Street harassment — every woman who reaches a certain age and dares to walk around in public, no matter what she’s wearing, is inevitably going to face it. Unfortunately everyone knows it can quickly escalate from classic, insidious wolf-whistling and cat calls to disturbing threats in a matter of moments if the target ignores her harassers, and depending on the time of day and who’s around, it can be not only gross and annoying, but dangerous, too. This might be why in one British county, street harassment is a hate crime.

Nottinghamshire’s police force recently updated its definition of what constitutes a hate crime to include gendered attacks, or behaviors that target women for being women. According to Slate, this includes “unsolicited phone contact, unwanted physical contact, and nonconsensual photography,” allowing women to make police reports against men “who exert their power over women in misogynist ways.”

The British county regards hate crimes as incidents which may or may not end up constituting other criminal offenses, but appear to the victim as motivated by prejudice. So, basically, if you ever find yourself strolling through Nottinghamshire and find some creepy dude following you and yelling gender-based things, feel free to call the cops.

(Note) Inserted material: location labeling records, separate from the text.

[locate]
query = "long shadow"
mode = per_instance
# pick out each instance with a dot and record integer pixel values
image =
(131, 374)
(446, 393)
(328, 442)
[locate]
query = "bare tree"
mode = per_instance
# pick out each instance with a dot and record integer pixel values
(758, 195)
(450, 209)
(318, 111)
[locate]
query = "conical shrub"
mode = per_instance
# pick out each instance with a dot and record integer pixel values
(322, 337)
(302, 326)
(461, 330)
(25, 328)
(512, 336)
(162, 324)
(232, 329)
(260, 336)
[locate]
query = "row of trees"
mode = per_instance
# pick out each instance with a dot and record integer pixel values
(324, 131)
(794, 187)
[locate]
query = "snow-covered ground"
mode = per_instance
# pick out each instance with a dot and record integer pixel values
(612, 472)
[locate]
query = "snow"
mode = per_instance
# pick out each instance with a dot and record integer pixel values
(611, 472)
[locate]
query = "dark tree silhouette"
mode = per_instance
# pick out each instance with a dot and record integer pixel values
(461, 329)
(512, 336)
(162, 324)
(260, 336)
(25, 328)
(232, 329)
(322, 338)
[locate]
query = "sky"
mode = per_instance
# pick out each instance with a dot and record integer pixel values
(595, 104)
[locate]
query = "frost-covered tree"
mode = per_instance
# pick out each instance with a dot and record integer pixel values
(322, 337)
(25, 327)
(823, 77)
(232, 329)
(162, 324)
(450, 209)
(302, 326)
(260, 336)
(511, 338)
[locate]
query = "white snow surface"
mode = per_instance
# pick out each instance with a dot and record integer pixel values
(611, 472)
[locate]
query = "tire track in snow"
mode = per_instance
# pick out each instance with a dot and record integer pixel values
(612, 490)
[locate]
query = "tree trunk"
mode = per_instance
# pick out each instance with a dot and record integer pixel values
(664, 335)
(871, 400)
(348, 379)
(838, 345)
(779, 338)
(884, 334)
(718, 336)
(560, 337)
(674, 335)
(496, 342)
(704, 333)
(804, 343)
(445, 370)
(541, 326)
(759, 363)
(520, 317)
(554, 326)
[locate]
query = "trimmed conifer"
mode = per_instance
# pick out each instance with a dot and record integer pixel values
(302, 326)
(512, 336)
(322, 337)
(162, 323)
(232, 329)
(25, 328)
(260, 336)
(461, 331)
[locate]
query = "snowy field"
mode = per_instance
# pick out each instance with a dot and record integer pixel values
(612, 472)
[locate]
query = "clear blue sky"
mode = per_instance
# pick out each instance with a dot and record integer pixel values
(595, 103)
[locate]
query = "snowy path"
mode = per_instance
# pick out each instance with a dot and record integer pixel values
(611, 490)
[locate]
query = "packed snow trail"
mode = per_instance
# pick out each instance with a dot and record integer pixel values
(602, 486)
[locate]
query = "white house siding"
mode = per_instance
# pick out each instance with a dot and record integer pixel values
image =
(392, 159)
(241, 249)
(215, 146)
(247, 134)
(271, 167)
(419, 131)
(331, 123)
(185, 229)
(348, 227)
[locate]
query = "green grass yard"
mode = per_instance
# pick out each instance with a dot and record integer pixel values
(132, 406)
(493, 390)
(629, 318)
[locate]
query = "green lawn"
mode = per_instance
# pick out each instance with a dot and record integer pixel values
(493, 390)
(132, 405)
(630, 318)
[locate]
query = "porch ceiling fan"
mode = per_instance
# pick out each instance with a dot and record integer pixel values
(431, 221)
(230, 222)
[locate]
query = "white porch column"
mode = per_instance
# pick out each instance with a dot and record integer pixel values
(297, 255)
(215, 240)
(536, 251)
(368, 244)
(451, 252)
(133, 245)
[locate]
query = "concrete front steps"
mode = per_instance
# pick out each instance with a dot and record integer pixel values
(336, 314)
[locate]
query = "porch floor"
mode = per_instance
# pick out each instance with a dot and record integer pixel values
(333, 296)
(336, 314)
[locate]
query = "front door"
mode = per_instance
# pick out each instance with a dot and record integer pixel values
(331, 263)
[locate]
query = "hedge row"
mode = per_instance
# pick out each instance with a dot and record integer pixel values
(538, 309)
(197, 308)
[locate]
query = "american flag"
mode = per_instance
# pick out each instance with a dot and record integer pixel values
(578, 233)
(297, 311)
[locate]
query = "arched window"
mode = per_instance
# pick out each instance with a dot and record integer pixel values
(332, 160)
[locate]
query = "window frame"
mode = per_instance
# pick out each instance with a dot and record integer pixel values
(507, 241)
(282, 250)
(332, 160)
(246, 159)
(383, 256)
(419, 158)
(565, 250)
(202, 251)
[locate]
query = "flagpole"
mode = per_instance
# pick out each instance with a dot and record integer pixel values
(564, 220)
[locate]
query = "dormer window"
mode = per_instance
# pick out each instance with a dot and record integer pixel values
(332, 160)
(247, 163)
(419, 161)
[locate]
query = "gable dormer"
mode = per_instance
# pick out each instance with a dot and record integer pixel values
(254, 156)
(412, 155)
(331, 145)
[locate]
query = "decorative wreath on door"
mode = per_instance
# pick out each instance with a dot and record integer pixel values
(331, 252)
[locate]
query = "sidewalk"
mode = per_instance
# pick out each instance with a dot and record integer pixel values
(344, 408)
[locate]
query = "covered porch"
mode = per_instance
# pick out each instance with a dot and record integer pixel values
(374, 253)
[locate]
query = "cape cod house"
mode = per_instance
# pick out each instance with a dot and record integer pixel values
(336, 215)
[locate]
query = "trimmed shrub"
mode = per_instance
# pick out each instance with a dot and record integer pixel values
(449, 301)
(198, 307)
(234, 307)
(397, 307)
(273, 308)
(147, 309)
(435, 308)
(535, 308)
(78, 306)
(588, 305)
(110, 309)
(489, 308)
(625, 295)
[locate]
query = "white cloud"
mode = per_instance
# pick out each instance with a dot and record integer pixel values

Cat callers probably aren’t going to face jail time, and whether or not the whistling and gestures will wind up being deemed a punishable crime is up to police discretion, but you now have the leeway to report and call shit out, so that’s undeniably pretty cool.

Still, according to Melanie Jeffs, manager of the Nottingham Women’s Center, which collaborated with Nottinghamshire’s police force on this improvement to the county’s hate crime policy, the most important aspect of “understanding” street harassment as a hate crime is that now people will be forced “to see the seriousness of these incidents,” she told The Guardian.

Some guilty parties who whistle and throw compliments at female passerby might think they’re just being friendly, or, sure, they know they’re being creepy as all hell, but who’s going to stop them? Cue Nottinghamshire’s new hate crime definition, which will hopefully teach local perverts across the county to hold their tongues. It could very soon teach perverts in other British counties, too, since according to Slate, other counties are likely to follow Nottinghamshire’s example and open the definition of a hate crime to recognize misogyny, as well.

As a general rule, if a compliment winds up making a woman feel uncomfortable and objectified, it’s not really a compliment at all. Now if only the U.S. would follow suit.